The prelude Daphné was Maurice’s first orchestral essay, a pretty enough trifle lasting a little over three minutes. A miniature tone poem, the prelude has a programme of the composer’s devising based on the episode from Ovid that also inspired Richard Strauss in his under-rated opera. However, it was Debussy’s music, as Adriano points out, that was the starting point and indeed Maurice retained an impressionist streak in his musical make-up throughout his life. Yet there is a touch of the Bavarian in Maurice’s longest purely orchestral work, the diptych Perséphone, written just three years before Stravinsky’s all-too-neglected ballet-oratorio. By a strange coincidence, Maurice’s version would also be staged successfully in 1934. By comparison to Stravinsky’s work, the Maurice piece seems inflated - although it lasts under half-an-hour - and bland. The two panels describe successively Persephone in summer and her abduction by Hades, culminating in a wild gallop to Hades: the only point where the music seems to create any real excitement. This is followed by the desolation of winter and Hades’ eventual agreement to allow his bride to spend half of the year in the sun. What Adriano refers to here as “straightforward and fascinating music” I found turgid and dull, full indeed of the ennui that the conductor asserts it avoids.

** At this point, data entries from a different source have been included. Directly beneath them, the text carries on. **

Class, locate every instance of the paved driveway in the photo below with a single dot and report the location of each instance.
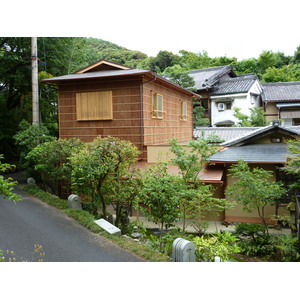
(30, 222)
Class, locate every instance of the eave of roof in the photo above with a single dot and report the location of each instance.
(253, 153)
(261, 131)
(206, 78)
(235, 85)
(281, 91)
(113, 74)
(207, 176)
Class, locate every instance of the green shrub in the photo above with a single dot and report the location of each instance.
(221, 244)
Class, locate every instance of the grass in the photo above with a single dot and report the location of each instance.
(87, 220)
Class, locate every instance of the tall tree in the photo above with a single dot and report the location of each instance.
(253, 189)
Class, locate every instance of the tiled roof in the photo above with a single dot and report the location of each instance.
(224, 133)
(281, 91)
(206, 78)
(239, 84)
(254, 153)
(231, 135)
(293, 130)
(110, 74)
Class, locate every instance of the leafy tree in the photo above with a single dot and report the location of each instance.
(268, 59)
(253, 189)
(122, 189)
(97, 164)
(6, 185)
(223, 61)
(161, 194)
(51, 160)
(178, 75)
(289, 72)
(256, 118)
(247, 66)
(221, 244)
(196, 197)
(293, 163)
(29, 137)
(193, 61)
(198, 115)
(296, 58)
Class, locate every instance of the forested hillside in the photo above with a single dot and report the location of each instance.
(60, 56)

There are some pluses on the disc, however. The concluding Fugue for stringed instruments originated as a movement for string quintet - with double bass rather than second viola or cello. Given here in its string orchestral version, it comes across as a well-crafted piece. It seems a shame that it is his only piece for strings, indeed of chamber music at all. He preferred to write operas - there are at least seven - plus a ballet, oratorios and vocal works. The piece that made the greatest impression on me is the overture to his short, two-act comic opera La nuit tous les chats sont gris (“All cats look the same in the dark”). Based on an Italian Renaissance story, it deals with a pair of Venetian wives, neighbours, who discover that their husbands are in love with the other and arrange to switch places at their amorous and wayward spouses’ trysts. All ends well, of course, and Maurice’s overture reflects the light and slightly frivolous nature of the story. It is beautifully orchestrated, too.
Sterling’s sound is very good and the performances by the Moscow Symphony Orchestra are mostly well-played. That of the Fugue does show up a few infelicities of ensemble in the strings.